According to the Census Bureau In 1890, people getting married were mostly in their early 20’s. In 2010, they were in their late 20’s. Today, there are a lot more people in their 30’s getting married for the first time. Gradually as a culture, we’re delaying marriage further and further out. For those who opt to wait, it’s probably a good thing–it means they are making life’s big decisions with more of life’s experiences under their belt. But, it sure causes a hiccup for our industry, which is so often built on opulent glamour and youthful naivety.
As an adult who’s become self-sufficient before entering the wedding planning process, you might find much of it is like some bizarre otherworldly maze of expectations and traditions. If you’re feeling like someone “giving you away” doesn’t really seem right anymore, or you’re feeling like five figures really is an unreasonable amount of money to spend on a dress for one day, know that you’re not alone. And, know that you’re free to opt-out of anything you want.
But there is one wedding tradition that is almost certain going to seem out of place, but that virtually everyone will expect you to follow. The wedding registry. Weddings are a gift-giving occasion in our culture. When a couple went out on their own, their family and friends would buy them things they would need to make it out on their own. Toasters, silverware, hand towels. Things like that. People, at least those closest to you, expect to give you a gift. And to some extent, expect that gift to make them feel like they’re helping you go out on your own together. As a well established adult already, how many toasters and blenders and wine decanters do you need?
The answer is probably however many you have already acquired. At this point, you and your spouse have already met the challenges solved by washcloths and coffee makers. So there looms this expectation in your mind that your guests have some kind of idea of the sort of thing they want to give you, but you really don’t need any of it.
Don’t be one of those people who just doubles up on everything to appease aunt Sally. All that money and thoughtfulness could go to something much more worthwhile, and as an adult, you have the maturity to see that.
If you don’t need home goods, don’t feel pressure to register at Bed Bath and Beyond or Target or something. Think about what kinds of gifts would be truly meaningful to moving your life foreword together and register for those. Maybe you’re planning to start a business together–register for business books. Maybe you’re going back to school for your graduate degree–register your tuition. Maybe you want to travel the world together–register your honeymoon. You can even register the wedding, and all the wedding services.
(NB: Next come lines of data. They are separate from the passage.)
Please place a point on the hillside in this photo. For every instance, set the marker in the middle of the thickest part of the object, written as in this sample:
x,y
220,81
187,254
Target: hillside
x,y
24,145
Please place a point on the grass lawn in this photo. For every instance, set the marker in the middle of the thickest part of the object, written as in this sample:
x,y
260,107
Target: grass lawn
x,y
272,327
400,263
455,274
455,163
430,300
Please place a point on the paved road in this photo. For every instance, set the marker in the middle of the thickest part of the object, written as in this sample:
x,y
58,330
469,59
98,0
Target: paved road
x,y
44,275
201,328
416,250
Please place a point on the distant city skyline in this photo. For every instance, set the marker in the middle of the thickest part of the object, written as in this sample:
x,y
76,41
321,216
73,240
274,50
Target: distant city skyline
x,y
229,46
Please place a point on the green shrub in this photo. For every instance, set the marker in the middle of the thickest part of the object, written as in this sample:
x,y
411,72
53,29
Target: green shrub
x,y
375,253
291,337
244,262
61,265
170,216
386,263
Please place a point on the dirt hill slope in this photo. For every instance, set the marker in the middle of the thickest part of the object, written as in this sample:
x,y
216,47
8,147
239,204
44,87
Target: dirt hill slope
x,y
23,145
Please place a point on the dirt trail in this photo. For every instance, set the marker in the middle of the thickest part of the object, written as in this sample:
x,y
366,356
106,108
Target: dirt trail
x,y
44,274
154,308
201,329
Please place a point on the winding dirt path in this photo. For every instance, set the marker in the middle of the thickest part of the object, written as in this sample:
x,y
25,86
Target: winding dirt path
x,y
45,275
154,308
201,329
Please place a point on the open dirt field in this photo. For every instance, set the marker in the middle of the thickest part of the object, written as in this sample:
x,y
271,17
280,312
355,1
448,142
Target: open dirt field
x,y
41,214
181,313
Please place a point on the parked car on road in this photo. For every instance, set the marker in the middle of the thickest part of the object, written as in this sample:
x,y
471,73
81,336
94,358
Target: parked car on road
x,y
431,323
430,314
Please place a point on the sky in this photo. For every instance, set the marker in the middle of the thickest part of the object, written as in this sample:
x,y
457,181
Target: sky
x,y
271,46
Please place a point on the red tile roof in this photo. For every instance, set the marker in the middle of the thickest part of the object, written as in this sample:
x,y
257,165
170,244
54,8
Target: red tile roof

You can always use the invitations or wedding website to explain the sorts of things you’re registering for, if you feel their especially unusual. But the point is not to get a bunch of stuff because… tradition. It’s to give your friends and family an opportunity to help you move into the next phase of your life. Not every phase of life values forks and knives equally, so register what is relevant to you, but register what is meaningful.
Check out these alternatives to the traditional wedding registry:
- HoneyFund and The Honeymoon, let you register for a honeymoon
- Hatch My House, lets your register for a house
- Simple Registry and Zola let your register for just about anything
- I Do Foundation and ZankYou let you register for charitable giving
- GoGetFunding and GoFundMe let you register for the wedding itself.